A vida é curiosa, né? Muitas vezes, achamos que temos o controle dela e nos distraímos com a aleatoriedade que a define. Porque é isso que a vida é, né? A vida existe. A gente entra e sai, e a vida, a existência, ela continua. E a gente passa por ela achando que tem a caneta da autoria da nossa história na mão. Mas, que me perdoem os que se iludem com isso, nós não temos controle de porra nenhuma. Não temos controle sobre praticamente nenhuma das variáveis que compõem a nossa vida.
E por que eu estou falando disso? Bom, primeiro porque decidi fazer um registro quase diário — ou pelo menos frequente, se não for exatamente diário — de pensamentos e devaneios resultantes de um processo de mudança agressiva na minha vida e na minha rotina. Parte dessas mudanças está no tempo que gasto, por exemplo, com redes sociais. Fiz uma escolha que sei que será difícil, especialmente no início: me isolar tanto do Instagram quanto das demais “redes sociais”.
No caso do Instagram, principalmente, será um pouco complicado por ser a de maior alcance quantitativo (atualmente), porém, ao mesmo tempo, um alcance meio insípido, inodoro, às vezes vazio. Ocupa muito tempo da minha rotina — ou ocupava, porque essa é a proposta — e eu quero que essa questão do tempo gasto com redes sociais seja reduzida ao máximo, de preferência a zerada. Não será exatamente zero, porque uma das minhas ferramentas de contato com as pessoas é o WhatsApp. Mas, se o WhatsApp não for considerado uma rede social, então, neste momento, estou abandonando a vida nas “redes sociais” e fazendo uso apenas de mensageiros online: WhatsApp, Telegram, e só.

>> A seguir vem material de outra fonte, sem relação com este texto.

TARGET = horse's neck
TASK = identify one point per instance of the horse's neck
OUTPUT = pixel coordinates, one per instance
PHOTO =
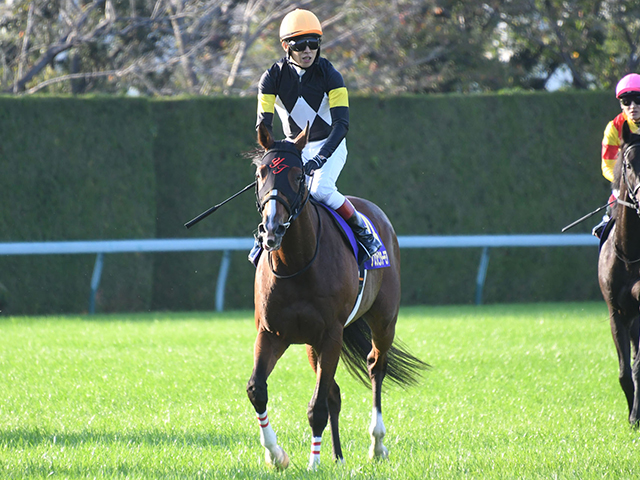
(299, 243)
(627, 228)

O que acontece é que, através das postagens no blog, vou ter a possibilidade de fazer um registro mais pessoal, mais livre, mais amplo sobre como é viver essa nova rotina. Seja do ponto de vista psicológico, emocional, ou do anseio de recorrer — como sei que será no início — a um processo de abstinência de todos os gatilhos que, do ponto de vista psicológico, o uso das redes sociais promove.
Então, optei por fazer esse registro no meu site pessoal, que funciona como um blog, onde posso escrever com mais caracteres, com mais palavras, com mais amplitude. Registrar os meus pensamentos, os momentos, com mais robustez e, provavelmente, com um pouco mais de prolixidade. Algo que, muitas vezes, eu usava o Instagram para fazer, mas que, devido às limitações da ferramenta — propositalmente feitas assim —, não era possível registrar.
Por fim, para concluir essa postagem, numa espécie de dia zero desse diário de viagem, dessa jornada, eu sei que o alcance utilizando o blog é ínfimo. Vão se preocupar em acompanhar, no máximo, uma meia dúzia de pessoas. Mas, no frigir dos ovos, são essas pessoas que realmente importam. São elas que eu deveria considerar ao falar da minha vida, ao me expor, ao compartilhar o que penso, ao dialogar sobre o que penso.
Provavelmente, são as mesmas pessoas cuja opinião sobre o mundo, sobre a vida — a delas e até mesmo a minha — realmente importa. Talvez sejam exatamente essas meia dúzia de pessoas com quem eu deva me preocupar, no final das contas.
Então, minha querida meia dúzia de pessoas: seja bem-vinda.
Este é o dia zero da vida do amigo de vocês sem as “redes sociais” no cotidiano da vida dele.